У отца на плите стояло аж две сковородки. Он жарил яичницу с беконом, пытался приготовить тосты и отгадывал загадку одновременно.
— Да, над этим придется поразмыслить, — произнес он наконец.
Но я-то знал, что на этом все и закончится. Отец не был мастером отгадывать загадки.
Впрочем, как и Ришель, которая вообще не слушала. Она снова была занята чтением своего журнала.
— Взгляните на эти шикарные лампы Дикси! — восхищенно выдохнула она.
— Давай посмотрим.
— Что за лампы Дикси? — спросил Элмо.
Ришель, пораженная подобным невежеством, показала ему — а также всем остальным — фотографии ламп Дикси в своем журнале. Это был просто кошмар: светильники в виде фигур животных, одетых, как люди.
Один светильник был овечкой, одетой в шотландскую юбочку, а лампочка светилась у нее прямо между рожек. Другой был сделан в виде двух мишек коала в широких штанах, взявшихся за руки. А еще там была улыбающаяся корова в переднике, стоящая на задних ногах, и бегемотик в розовой шляпке и шали.
— Ну, разве не прелесть? — умилилась Ришель.
Санни презрительно фыркнула.
— Да, мило, — сказала Лиз.
— Лиз, ты в своем уме? — удивился Ник. — Это просто отвратительно. Это грубая дешевка. Им пятьдесят центов красная цена.
— Пятьдесят центов? — возмутилась Лиз. — Да ты знаешь, сколько они на самом деле стоят?
— Какая разница?
— Нет, ты попробуй угадать.
Ник взял журнал и вгляделся повнимательнее.
— Сто баксов, — сказал он.
— А остальные, — добавила Ришель,— к вашему сведению, стоят от пятисот до тысячи долларов.
Ник некоторое время бессмысленно пялился на картинку.
— Ты шутишь! — наконец произнес он.
— Если бы, — вздохнула Ришель. — Я в них просто влюбилась. Но мне они не по карману.

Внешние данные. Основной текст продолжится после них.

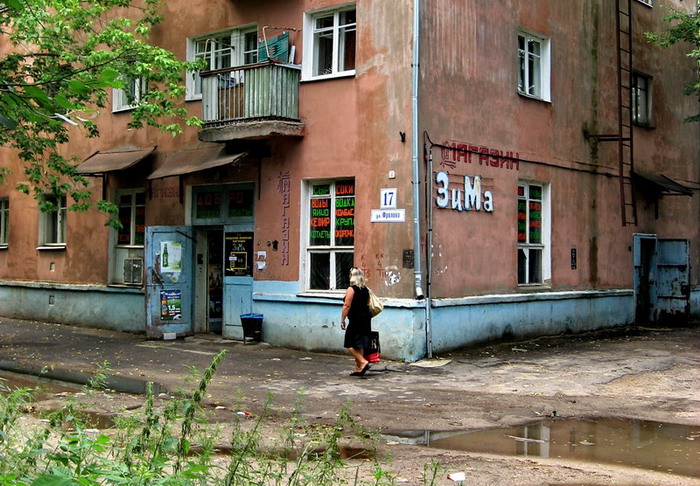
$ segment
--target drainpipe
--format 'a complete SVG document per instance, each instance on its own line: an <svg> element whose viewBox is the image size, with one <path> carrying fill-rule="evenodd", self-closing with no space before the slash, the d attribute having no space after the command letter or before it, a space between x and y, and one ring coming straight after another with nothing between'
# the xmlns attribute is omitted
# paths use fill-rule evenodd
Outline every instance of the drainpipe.
<svg viewBox="0 0 700 486"><path fill-rule="evenodd" d="M413 0L413 82L412 82L412 164L413 164L413 256L414 256L414 281L416 299L425 299L423 292L423 272L421 267L420 246L420 172L418 165L419 137L418 137L418 74L420 61L420 0ZM429 327L429 299L426 300L426 354L432 355L432 344Z"/></svg>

Отец поставил на стол тарелки с яичницей, и мы набросились на еду. У всех из головы сразу же вылетели и лампы Дикси, и деньги, и все на свете. Для нас в тот момент существовал только завтрак.
— Вы еще не справились с загадкой? — поинтересовался Элмо у папы.
Тот покачал головой.
— Не спрашивай меня, я сам тебя спрошу, — пошутил он.
— Слушай, может, ты все-таки расскажешь мне загадку? — обратилась Ришель к Элмо. — Почему вы всегда все от меня скрываете? Почему никто ничего мне не рассказывает?
— Потом, Ришель, — отмахнулся Элмо. — Я сейчас не в настроении.
После завтрака я мыл посуду, Лиз, Элмо и Санни — вытирали, а Ник складывал все на место. Ришель сидела рядышком на стуле и красила ногти ярко-розовым лаком. Она заявила, что кухня слишком маленькая, чтобы вместить такое количество людей, занятых работой, поэтому она решила воздержаться от участия. Она представила это так, как будто сделала нам великое одолжение.
Отец уже все подготовил, так что мы могли сразу приступить к покраске стен мастерской. И тут раздался телефонный звонок.
Отец снял трубку. И смертельно побледнел.
— Да, да, это моя жена, — его голос срывался. — Да... да... Вы уверены? Я выезжаю. Из Баньян-Бея дорога займет часа четыре или пять.
Когда он опускал трубку на рычаг, руки у него дрожали.
— Это Фей, — прошептал он. — Она попала в автомобильную катастрофу. Она в больнице.
— Ее спасут? — вырвалось у меня совершенно непроизвольно.
Он через силу улыбнулся:
— Она серьезно пострадала, но надежда » есть, как они сказали. Хотя я сам не знаю, что и думать. Слушай, мне надо ехать. Прямо сейчас. Ты понимаешь? Вы справитесь тут без меня до завтра?
— Конечно, — поспешила успокоить его Лиз. — Поезжайте. С нами все будет в порядке.
Остальные просто стояли столбами. Все как-то растерялись и не находили подходящих слов.
Отец помчался было к лестнице, ведущей наверх, на чердак, но на ходу изменил направление и рванул к выходу. Он, по-моему, был не в себе. Я проводил его до грузовичка.
— А ты сможешь вести машину? — обес-покоенно спросил я, протягивая руку в окно и трогая отца за рукав.
— Я в порядке. И Фей будет в порядке. Все будет в порядке.
Я сильнее сжал его плечо, и он вроде бы немного пришел в себя.